Wednesday, November 16, 2005

The Buffer Problem

The one thing that almost always derails good work are middlemen (or women). I don't mean traditional middlemen like people who outsource work, or who work with a supplier to deliver goods to consumers. I am talking about people who stand between you and the real decision-makers. They act as buffers.

These middle-folk like to be seen as the decision-makers, but they really just filter your ideas to the real decision-makers. Unfortunately, the real decision-makers never experience the thought process behind certain solutions. They are often fed a perspective by a party with a lot less at stake than they would have.

The problem with this is that solutions tend to suffer from fear-based decision-making, rather than innovative necessity. Ideas will become politically-correct solutions, solving no real problems except keeping most people from being offended. This leaves solutions on the trash heap of history. They are implemented, but they don't really compel anyone.

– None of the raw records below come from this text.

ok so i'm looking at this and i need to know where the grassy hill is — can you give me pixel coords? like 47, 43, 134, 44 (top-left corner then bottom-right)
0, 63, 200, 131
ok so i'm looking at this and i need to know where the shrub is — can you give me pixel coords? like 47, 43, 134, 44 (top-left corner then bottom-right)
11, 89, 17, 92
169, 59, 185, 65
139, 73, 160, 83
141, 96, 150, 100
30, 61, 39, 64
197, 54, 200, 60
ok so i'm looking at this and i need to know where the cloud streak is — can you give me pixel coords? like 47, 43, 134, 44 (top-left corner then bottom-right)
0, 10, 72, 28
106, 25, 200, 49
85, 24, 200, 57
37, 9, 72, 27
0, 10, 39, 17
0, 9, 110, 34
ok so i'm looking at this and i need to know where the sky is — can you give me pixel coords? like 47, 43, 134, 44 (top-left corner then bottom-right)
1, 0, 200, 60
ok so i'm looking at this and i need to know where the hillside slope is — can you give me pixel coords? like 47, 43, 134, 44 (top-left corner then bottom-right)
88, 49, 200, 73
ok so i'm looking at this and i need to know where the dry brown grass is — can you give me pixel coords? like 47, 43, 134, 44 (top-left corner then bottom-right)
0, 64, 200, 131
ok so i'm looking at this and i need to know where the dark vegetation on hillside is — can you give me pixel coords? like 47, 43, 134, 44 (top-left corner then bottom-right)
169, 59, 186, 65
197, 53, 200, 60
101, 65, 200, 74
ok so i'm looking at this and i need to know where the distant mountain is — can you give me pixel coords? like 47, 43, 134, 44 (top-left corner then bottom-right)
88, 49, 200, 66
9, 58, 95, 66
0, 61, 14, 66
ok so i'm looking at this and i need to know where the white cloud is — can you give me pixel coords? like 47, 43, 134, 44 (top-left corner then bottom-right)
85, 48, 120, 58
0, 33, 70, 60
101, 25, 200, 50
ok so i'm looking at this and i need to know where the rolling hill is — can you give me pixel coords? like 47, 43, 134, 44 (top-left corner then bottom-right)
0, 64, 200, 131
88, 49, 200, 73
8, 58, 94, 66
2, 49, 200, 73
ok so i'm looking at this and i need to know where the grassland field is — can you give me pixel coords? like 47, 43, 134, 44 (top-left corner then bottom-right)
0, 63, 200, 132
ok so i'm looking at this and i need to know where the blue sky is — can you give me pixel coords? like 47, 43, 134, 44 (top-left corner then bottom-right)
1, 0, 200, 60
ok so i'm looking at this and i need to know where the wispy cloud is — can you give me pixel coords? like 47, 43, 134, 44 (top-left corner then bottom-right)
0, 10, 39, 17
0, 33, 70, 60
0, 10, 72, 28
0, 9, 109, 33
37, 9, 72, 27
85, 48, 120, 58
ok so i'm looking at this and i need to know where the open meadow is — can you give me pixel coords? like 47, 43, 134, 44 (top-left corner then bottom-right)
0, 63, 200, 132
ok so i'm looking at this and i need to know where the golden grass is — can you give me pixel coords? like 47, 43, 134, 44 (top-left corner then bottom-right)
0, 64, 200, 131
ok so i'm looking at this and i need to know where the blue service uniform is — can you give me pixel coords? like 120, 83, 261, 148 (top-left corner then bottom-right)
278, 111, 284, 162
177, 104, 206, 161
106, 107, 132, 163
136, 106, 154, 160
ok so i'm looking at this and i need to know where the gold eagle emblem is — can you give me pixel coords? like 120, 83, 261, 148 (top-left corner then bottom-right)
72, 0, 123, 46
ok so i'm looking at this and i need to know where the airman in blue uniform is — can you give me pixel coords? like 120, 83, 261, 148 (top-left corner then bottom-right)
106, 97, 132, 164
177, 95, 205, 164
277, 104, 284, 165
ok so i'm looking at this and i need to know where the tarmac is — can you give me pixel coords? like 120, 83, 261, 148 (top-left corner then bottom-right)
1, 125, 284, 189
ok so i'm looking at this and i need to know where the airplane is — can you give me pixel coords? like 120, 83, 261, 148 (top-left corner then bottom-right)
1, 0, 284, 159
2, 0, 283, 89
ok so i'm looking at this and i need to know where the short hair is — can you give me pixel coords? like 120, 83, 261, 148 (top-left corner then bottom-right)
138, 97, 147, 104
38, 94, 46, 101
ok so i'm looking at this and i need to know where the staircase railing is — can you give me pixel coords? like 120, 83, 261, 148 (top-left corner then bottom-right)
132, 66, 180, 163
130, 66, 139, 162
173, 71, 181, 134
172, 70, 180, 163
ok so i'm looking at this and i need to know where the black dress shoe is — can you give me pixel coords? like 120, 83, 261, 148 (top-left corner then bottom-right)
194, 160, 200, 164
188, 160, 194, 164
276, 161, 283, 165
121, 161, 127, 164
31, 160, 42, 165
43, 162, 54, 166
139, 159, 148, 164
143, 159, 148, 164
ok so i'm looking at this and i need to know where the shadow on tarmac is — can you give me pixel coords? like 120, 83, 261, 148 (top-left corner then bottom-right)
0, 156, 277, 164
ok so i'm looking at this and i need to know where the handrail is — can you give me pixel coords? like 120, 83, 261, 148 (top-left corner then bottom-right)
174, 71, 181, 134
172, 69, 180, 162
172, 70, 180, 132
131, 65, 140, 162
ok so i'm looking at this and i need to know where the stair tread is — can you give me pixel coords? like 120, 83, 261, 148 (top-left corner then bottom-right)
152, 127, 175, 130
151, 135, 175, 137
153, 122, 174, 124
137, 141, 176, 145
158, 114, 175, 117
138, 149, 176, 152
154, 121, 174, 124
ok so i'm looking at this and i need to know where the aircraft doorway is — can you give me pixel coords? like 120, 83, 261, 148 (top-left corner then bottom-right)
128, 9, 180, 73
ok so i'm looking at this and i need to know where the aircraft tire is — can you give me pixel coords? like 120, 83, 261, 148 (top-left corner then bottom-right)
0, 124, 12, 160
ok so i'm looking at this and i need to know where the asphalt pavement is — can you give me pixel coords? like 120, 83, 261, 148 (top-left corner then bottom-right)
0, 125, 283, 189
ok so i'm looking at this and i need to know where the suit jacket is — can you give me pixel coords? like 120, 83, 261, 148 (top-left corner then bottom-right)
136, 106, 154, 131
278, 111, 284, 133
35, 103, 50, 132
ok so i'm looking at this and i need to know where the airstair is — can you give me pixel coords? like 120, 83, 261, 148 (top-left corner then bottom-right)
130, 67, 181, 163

Graphic design works the same way. Usually graphic design is sought because there is a problem to solve: increase market share, create awareness, build a brand, support an important information dissemination. But when the buffer effect happens, the design process slowly becomes an impact management process, rather than an innovative solution creation process.

In other words, instead of supporting important information dissemination, the problem morphs into design and writing that meets some internal needs. The end result is something that internal stakeholders and individuals will think is an okay solution, but the intended audience just isn't moved or enlightened by it.